FAN stimulates TNF(alpha)-induced gene expression, leukocyte recruitment, and humoral response.

作者信息

Montfort Anne, de Badts Bénédicte, Douin-Echinard Victorine, Martin Pascal G P, Iacovoni Jason, Nevoit Caroline, Therville Nicole, Garcia Virginie, Bertrand Marie-Antoinette, Bessières Marie-Hélène, Trombe Marie-Claude, Levade Thierry, Benoist Hervé, Ségui Bruno

机构信息

U858 INSERM, Toulouse, France.

出版信息

J Immunol. 2009 Oct 15;183(8):5369-78. doi: 10.4049/jimmunol.0803384. Epub 2009 Sep 28.

Abstract

Factor associated with neutral sphingomyelinase activation (FAN) is an adaptor protein that constitutively binds to TNF-R1. Microarray analysis was performed in fibroblasts derived from wild-type or FAN knockout mouse embryos to evaluate the role of FAN in TNF-induced gene expression. Approximately 70% of TNF-induced genes exhibited lower expression levels in FAN-deficient than in wild-type fibroblasts. Of particular interest, TNF-induced expression of cytokines/chemokines, such as IL-6 and CXCL-2, was impaired in FAN-deficient cells. This was confirmed by real time RT-PCR and ELISA. Upon i.p. TNF or thioglycollate injection, neutrophil recruitment into the peritoneal cavity was reduced by more than 50% in FAN-deficient mice. Nevertheless, FAN-deficient animals did not exhibit an increased susceptibility to different microorganisms including bacteria and parasites, indicating that FAN is not essential for pathogen clearance. Specific Ab response to BSA was substantially impaired in FAN-deficient mice and this was associated with a reduced content of leukocytes in the spleen of BSA-challenged FAN-deficient mice as compared with their wild-type counterparts. Altogether, our results indicate the involvement of FAN in TNF-induced gene expression and leukocyte recruitment, contributing to the establishment of the specific immune response.

摘要

与中性鞘磷脂酶激活相关的因子(FAN)是一种衔接蛋白,可组成性地与TNF-R1结合。
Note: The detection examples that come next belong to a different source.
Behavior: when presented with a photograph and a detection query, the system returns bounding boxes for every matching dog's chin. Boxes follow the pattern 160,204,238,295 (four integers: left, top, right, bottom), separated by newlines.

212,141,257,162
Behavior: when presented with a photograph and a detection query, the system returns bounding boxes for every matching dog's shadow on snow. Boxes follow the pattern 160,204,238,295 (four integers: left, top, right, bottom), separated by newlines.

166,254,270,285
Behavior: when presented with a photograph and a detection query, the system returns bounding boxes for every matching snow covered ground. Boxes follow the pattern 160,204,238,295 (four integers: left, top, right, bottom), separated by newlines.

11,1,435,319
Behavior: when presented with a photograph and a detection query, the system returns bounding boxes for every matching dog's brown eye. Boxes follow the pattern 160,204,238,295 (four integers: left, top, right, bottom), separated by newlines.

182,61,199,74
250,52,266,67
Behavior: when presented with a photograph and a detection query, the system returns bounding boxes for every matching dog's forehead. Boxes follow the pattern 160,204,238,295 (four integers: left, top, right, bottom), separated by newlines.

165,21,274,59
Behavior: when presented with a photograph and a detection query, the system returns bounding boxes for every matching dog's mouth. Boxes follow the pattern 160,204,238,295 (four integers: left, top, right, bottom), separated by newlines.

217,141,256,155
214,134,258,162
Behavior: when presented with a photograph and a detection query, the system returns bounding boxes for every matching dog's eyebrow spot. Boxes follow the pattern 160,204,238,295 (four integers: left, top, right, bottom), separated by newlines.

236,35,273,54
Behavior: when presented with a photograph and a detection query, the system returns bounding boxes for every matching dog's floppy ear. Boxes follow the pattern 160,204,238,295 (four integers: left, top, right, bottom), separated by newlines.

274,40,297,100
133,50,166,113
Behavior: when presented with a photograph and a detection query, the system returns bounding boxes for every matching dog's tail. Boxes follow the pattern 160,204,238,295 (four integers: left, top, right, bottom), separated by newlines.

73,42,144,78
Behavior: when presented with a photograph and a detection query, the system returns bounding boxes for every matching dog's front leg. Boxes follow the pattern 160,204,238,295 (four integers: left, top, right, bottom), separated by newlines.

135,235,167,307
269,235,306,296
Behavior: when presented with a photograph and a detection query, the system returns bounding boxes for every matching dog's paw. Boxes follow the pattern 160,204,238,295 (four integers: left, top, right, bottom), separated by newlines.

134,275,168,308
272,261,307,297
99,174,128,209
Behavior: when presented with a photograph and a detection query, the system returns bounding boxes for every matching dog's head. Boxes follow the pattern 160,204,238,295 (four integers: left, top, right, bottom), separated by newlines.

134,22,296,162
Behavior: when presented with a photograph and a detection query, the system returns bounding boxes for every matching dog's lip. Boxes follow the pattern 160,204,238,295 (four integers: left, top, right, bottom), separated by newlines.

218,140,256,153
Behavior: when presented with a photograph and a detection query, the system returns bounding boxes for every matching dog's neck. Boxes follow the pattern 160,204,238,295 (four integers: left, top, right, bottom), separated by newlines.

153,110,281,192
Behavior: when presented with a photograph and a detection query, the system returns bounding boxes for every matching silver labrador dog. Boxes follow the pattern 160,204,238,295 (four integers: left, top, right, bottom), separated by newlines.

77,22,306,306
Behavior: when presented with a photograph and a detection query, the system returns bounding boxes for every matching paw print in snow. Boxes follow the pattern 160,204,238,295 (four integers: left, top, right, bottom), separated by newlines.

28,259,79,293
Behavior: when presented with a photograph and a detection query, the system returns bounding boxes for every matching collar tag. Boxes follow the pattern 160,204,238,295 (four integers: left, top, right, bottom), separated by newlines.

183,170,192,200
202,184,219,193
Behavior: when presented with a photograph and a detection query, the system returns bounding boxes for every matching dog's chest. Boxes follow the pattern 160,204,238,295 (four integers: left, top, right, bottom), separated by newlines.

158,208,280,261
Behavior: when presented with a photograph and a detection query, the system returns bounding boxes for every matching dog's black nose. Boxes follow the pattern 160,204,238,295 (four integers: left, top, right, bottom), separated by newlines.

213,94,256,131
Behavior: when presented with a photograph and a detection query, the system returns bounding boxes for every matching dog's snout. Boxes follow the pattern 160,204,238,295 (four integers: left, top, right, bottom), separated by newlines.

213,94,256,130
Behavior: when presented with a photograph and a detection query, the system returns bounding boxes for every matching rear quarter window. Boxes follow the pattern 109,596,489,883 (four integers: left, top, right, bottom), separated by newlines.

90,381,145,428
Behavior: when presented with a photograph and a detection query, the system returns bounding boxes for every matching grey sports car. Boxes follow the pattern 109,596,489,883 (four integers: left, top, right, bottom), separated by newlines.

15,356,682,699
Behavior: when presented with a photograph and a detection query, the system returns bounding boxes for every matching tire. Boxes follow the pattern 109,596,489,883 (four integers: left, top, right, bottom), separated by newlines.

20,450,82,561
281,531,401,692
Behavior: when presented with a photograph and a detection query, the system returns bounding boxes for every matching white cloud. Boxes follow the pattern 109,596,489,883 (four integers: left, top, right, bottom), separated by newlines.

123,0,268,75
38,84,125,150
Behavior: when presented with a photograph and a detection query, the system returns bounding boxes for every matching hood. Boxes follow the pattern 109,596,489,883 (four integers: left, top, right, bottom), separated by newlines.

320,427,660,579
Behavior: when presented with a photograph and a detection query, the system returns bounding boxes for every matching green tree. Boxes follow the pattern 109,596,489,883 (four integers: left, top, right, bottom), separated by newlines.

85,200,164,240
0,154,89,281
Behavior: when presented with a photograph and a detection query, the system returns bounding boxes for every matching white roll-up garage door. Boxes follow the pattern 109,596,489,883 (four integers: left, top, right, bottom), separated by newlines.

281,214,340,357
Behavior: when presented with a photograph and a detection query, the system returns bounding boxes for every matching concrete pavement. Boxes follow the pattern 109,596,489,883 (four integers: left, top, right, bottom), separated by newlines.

在源自野生型或FAN基因敲除小鼠胚胎的成纤维细胞中进行微阵列分析,以评估FAN在TNF诱导的基因表达中的作用。大约70%的TNF诱导基因在FAN缺陷型成纤维细胞中的表达水平低于野生型。特别值得关注的是,TNF诱导的细胞因子/趋化因子(如IL-6和CXCL-2)的表达在FAN缺陷型细胞中受损。这通过实时RT-PCR和ELISA得到了证实。腹腔注射TNF或巯基乙酸盐后,FAN缺陷型小鼠腹腔内中性粒细胞的募集减少了50%以上。然而,FAN缺陷型动物对包括细菌和寄生虫在内的不同微生物并未表现出易感性增加,这表明FAN对于病原体清除并非必不可少。FAN缺陷型小鼠对BSA的特异性抗体反应明显受损,这与BSA刺激的FAN缺陷型小鼠脾脏中白细胞含量低于野生型小鼠有关。总之,我们的结果表明FAN参与了TNF诱导的基因表达和白细胞募集,有助于特异性免疫反应的建立。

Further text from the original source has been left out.